Market-neutral strategy
This strategy suggests buying and selling several interrelated instruments at once. The idea of the strategy is to track the difference in the prices of correlating instruments and use deviations of the price from the average to open positions in opposite directions. The hope is that after the deviation, the price will go back to average, bringing you a profit.
In the stock market, you can sell the stocks of several companies that have already shown decent growth and simultaneously buy a corresponding number of the stocks of companies from the same sector that have just started to grow. You expect the stocks that have leaped up will stabilize or even correct a bit while those that are just at the start will catch up; thus you will take the aggregate profit when the price difference of these two baskets decreases.
In the currency market, this can be a basket of opposite positions in currency pairs. For example, if the pound has gone down significantly in pairs with other currencies but is expected to grow, you can buy GBPUSD and sell EURUSD and AUDUSD in proportions, corresponding to the price and volatility of the pairs. This makes the positions market-neutral towards the USD.

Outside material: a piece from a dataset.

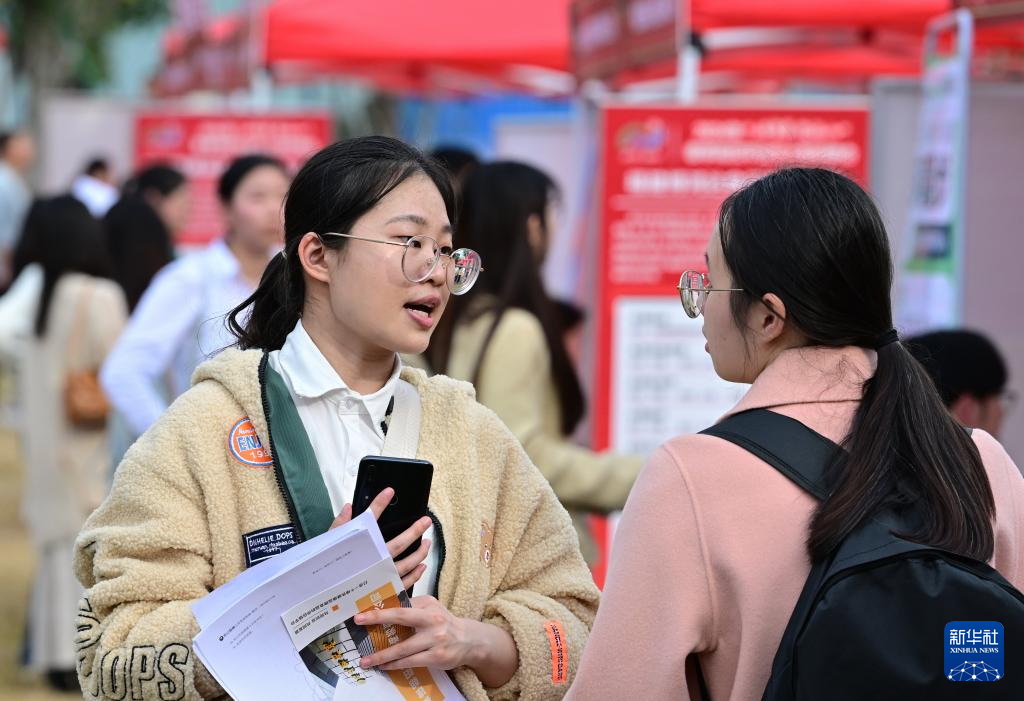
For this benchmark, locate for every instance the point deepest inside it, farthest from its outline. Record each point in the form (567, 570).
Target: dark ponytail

It is expected that if the dollar grows, the pound will be falling in pair with it less than the euro or AUD; sales of the EURUSD and AUDUSD will yield an aggregate profit. And if the dollar goes down, we count on a more serious decline in the pound than the euro or the AUD, so the aggregate profit will be made by the growth of GBPUSD. To find statistical deviations and calculate the proportions of opened positions, special software is often used – indicators, expert advisors, scripts.
Advantages and drawbacks of Basket Trading
Like other trading methods, Basket Trading has its advantages and drawbacks.
Advantages
- Diversification of risks. When we use a basket of instruments, we become less dependent on the dynamics of each of them. If your forecasts are correct, “successful” stocks will pull in tow the “unlucky” ones.
- The use of market-neutral strategies based on the correlation of the assets you use – they are less sensitive to changes in market trends.
- It is suitable for a wide range of assets and markets (Forex, stock, commodities, etc.).
Drawbacks
- The method is complicated as you have to keep an eye on several instruments at once.
- Risk increases when something extraordinary happens in the market. Statistical laws and interrelations that worked for you before might cause losses when conditions change.
- You need to use some special software (scripts, expert advisors, indicators).
Closing thoughts
Basket Trading works well in different financial markets. It can be used for diversifying risks and opening market-neutral positions in related assets. To use this method successfully, you need to take care of all the advantages and disadvantages and practice on a small real or demo account.